И вот утром в понедельник пришел к нам дядя Вася и сказал, что через час выезжаем в дальний рейс. Что надо взять мне одеяло и какую-нибудь старую подушку. И больше ничего. Остальное он уже всё взял.

Баба Фрося достала из сундука одеяло верблюжье десятилетнего примерно возраста, подушку маленькую из гусиного пера, затолкала их в холщовый мешок, после чего перекрестила нас обоих, повернулась лицом на «красный угол», где под красивой ажурной окантовкой из тонкой полупрозрачной ткани скопилось четыре разных иконы в медных окладах. Пока она шепталась с ликами Господа, его мамы и двух почитаемых святых, мы вышли, затолкали мешок за спинку сиденья и сели по местам.
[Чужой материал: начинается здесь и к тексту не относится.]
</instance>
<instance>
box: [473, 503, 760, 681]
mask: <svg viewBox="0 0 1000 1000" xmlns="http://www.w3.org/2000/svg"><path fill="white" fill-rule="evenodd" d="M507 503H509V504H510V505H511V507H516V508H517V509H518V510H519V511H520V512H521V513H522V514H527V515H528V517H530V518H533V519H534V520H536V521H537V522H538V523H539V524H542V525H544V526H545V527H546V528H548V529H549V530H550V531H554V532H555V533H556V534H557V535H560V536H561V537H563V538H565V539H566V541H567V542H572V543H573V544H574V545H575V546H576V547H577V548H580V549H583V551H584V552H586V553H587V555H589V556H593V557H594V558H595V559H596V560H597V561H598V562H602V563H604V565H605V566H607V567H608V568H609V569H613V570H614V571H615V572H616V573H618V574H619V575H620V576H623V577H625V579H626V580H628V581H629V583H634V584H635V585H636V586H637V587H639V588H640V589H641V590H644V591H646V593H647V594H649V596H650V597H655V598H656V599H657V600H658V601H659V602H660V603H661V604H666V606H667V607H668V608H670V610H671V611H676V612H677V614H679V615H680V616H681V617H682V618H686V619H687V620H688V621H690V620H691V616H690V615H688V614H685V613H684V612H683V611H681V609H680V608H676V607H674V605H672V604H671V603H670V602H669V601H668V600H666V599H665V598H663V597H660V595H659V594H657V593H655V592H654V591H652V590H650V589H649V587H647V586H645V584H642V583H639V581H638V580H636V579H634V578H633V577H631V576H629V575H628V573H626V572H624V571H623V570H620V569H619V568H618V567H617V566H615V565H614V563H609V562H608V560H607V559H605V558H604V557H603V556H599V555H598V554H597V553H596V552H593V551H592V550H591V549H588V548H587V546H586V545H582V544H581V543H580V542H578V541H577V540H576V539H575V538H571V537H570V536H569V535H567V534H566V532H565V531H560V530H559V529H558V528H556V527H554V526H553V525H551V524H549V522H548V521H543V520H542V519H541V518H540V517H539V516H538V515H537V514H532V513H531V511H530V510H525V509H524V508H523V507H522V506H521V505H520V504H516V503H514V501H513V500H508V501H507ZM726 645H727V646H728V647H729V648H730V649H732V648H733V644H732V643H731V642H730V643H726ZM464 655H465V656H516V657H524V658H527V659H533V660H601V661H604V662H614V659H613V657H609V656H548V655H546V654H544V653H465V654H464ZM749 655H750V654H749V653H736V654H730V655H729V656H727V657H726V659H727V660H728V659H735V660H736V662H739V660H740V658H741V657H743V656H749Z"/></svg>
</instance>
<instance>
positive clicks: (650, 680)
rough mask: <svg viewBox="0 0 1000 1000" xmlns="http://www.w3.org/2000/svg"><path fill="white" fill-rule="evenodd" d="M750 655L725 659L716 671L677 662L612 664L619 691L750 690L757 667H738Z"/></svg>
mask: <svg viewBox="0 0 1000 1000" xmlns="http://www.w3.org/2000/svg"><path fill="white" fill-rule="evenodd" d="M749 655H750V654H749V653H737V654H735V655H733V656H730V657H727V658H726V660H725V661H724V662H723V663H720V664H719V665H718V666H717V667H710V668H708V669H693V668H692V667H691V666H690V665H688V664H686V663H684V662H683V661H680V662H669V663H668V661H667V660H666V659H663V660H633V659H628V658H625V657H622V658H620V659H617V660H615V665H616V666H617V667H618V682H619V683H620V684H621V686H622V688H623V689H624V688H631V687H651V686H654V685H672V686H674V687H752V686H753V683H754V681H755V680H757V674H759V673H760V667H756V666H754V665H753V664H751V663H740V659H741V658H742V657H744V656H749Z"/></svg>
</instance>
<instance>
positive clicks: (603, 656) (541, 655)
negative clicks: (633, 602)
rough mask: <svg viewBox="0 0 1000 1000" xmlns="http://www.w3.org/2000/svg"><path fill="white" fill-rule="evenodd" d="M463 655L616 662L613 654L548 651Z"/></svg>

– Ну, мать твою! Погнали! – сказал весело дядя Вася, завел движок, воткнул первую передачу. И мы погнали. Почти на другую сторону Земли. Туда, где росла высокая, истекающая соком трава, цвели невиданные цветы и плескалось огромное и таинственное Каспийское море, которое для завершения своей славной жизни выбрала сама великая река Волга.

Глава четвертая

Мы с дядей Васей ехали к морю. Каспийскому. До этого потрясающего события меня возили только через Москву в Киев. К родственникам мамы и бабушки. В Киеве жила бабушкина сестра полячка тётя Катя.

Но туда меня возили как чемодан с глазами. Только фотографии отца зафиксировали  моменты этого путешествия, по которым я пытался потом вспомнить и Москву и Киев. Маленький я был тогда. Шести лет не успело исполниться. Так ничего и не вспомнил толком.

А сейчас я, девятилетний орёл, наравне со взрослыми мужиками из каравана грузовиков, везущих коров на прикаспийские сочные травы, работал помощником шофера дяди Васи. И его ответственность за удачное завершение тысячекилометрового пробега по дорогам и без них сразу же частично перевалилась на меня. Я ехал справа от шофёра, у меня не было ни руля под руками, ни педалей внизу, но я сосредоточенно повторял внутренними, незаметными даже себе движениями всё, что делал на дороге он.